Setnov sempat Minta Berobat ke Dokter Terawan


KRICOM – Terdakwa kasus dugaan korupsi proyek pengadaan kartu tanda penduduk berbasis elektronik (e-KTP) Setya Novanto rupanya sempat meminta dirujuk untuk dirawat oleh Kepala Rumah Sakit Pusat Angkatan Darat (RSPAD) Gatot Subroto, Terawan Agus Putranto saat dirawat di Rumah Sakit Premier Jatinegara.

Hal itu disampaikan dalam kesaksian dari dokter RS Premier Jatinegara, Dokter Glen S Dunda saat dihadirkan sebagai saksi jaksa KPK di persidangan lanjutan perkara pokok perintangan penyidikan KPK dengan terdakwa Bimanesh Sutarjo.

“Pak Novanto pernah menyampaikan ingin dirujuk ke dokter Terawan karena ada penyempitan saluran napas,” kata dokter spesialis jantung RS Premier Jatinegara Glen S Dunda di Pengadilan Tipikor Jakarta Pusat, Senin (23/4/2018).

Namun demikian, kata Glen, dokter Terawan belum sempat melakukan perawatan terhadap Mantan Ketua DPR RI tersebut.

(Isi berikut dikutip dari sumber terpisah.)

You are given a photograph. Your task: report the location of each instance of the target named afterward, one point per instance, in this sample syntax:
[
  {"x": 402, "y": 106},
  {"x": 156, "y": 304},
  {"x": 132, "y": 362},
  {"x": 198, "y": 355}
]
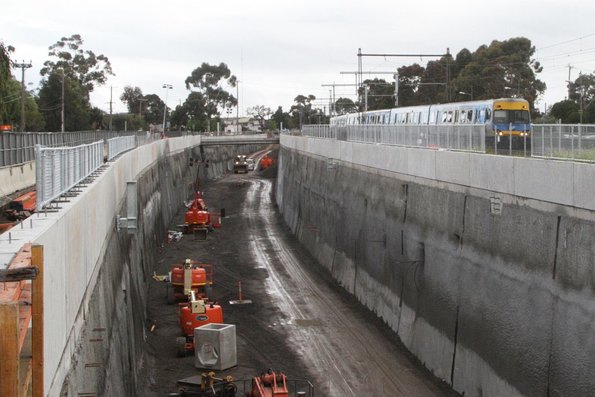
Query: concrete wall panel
[
  {"x": 421, "y": 163},
  {"x": 493, "y": 173},
  {"x": 491, "y": 291},
  {"x": 15, "y": 178},
  {"x": 544, "y": 180},
  {"x": 584, "y": 186},
  {"x": 453, "y": 167}
]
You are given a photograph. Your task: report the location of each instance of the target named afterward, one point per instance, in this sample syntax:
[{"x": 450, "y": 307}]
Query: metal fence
[
  {"x": 118, "y": 145},
  {"x": 59, "y": 169},
  {"x": 564, "y": 141},
  {"x": 465, "y": 137}
]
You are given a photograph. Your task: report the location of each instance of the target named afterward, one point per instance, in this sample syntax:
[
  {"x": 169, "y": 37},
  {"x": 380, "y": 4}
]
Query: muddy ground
[{"x": 300, "y": 321}]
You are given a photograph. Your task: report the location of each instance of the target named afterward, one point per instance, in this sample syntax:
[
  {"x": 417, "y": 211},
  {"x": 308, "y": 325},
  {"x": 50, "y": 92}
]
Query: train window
[
  {"x": 500, "y": 116},
  {"x": 519, "y": 116}
]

Pasalnya, Novanto menjalani rawat inap sejak 17 September hingga 2 Oktober 2016 di Rumah Sakit Premier Jatinegara. Saat itu, katanya, Novanto mengeluhkan sejumlah penyakit seperti Jantung, Vertigo, Hipertensi, dan Ginjal.

“Dokter Terawan menunda. Minta distabilkan dulu, setelah dirawat baru (dirujuk). Karena saat itu kan masih dirawat karena sakit jantung,” ujarnya.

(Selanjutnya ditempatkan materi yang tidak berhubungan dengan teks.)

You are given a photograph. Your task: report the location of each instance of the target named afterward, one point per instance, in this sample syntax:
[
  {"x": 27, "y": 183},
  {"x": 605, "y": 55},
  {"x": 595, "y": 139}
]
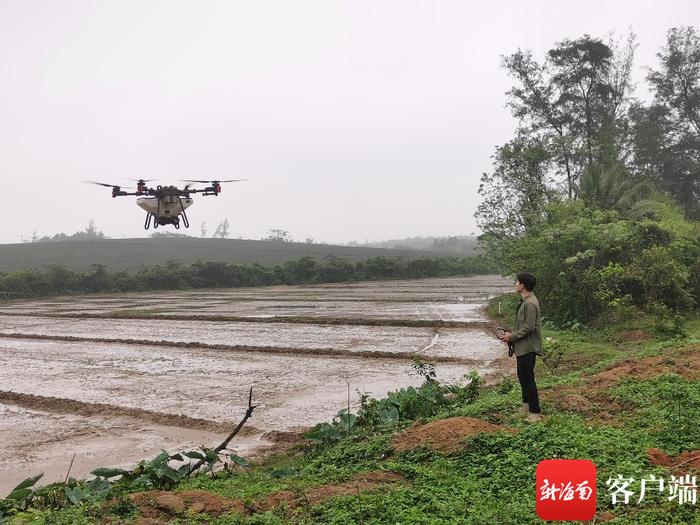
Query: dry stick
[
  {"x": 69, "y": 468},
  {"x": 226, "y": 441}
]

Dokter Terawan dikenal dengan metode pengobatannya yang bernama Digital Substraction Aniogram (DSA) atau kerap disebut brain spa alias terapi cuci otak melalui DSA untuk terapi penyakit stroke kronis.

Baca Juga : Jelang Vonis, Kondisi Setya Novanto Sehat Walafiat

Hingga akhirnya keluar dari RS Premier Jatinegara pada 2 Oktober 2017, Setnov tidak diobati dokter Terawan. Glen pun memberikan resume medis perawatan di RS Premier Jatinegara itu kepada Setnov.

“Isinya data awal masuk sampai pulang disertai data penunjang laboratorium dan pemasangan ring yang disampaikan kepada pasien atau keluarga yang ditunjuk,” ungkap Glen.

Diketahui, resume medis itulah yang disampaikan pengacara Fredirch Yunadi kepada dokter Bimanesh pada 16 November 2017 di apartemen Bimanesh berisi 5 diagnosis dari dokter penanggung jawab pelayanan RS Premier Jatinegara.

Padahal, menurut Glen, resume itu tidak boleh jatuh ke tangan orang selain pasien atau keluarga tanpa seizin pasien.

“Saya sempat bertemu dengan Pak Fredrich saat visit Pak Novanto di ruangan, tapi saat itu belum jadi pengacara Pak Novanto karena saya hanya dikenalkan ke Pak Ketut oleh Pak Novanto sebagai pengacaranya, kalau saat bertemu dengan Fredrich tidak (diperkenalkan sebagai pengacara),” pungkasnya.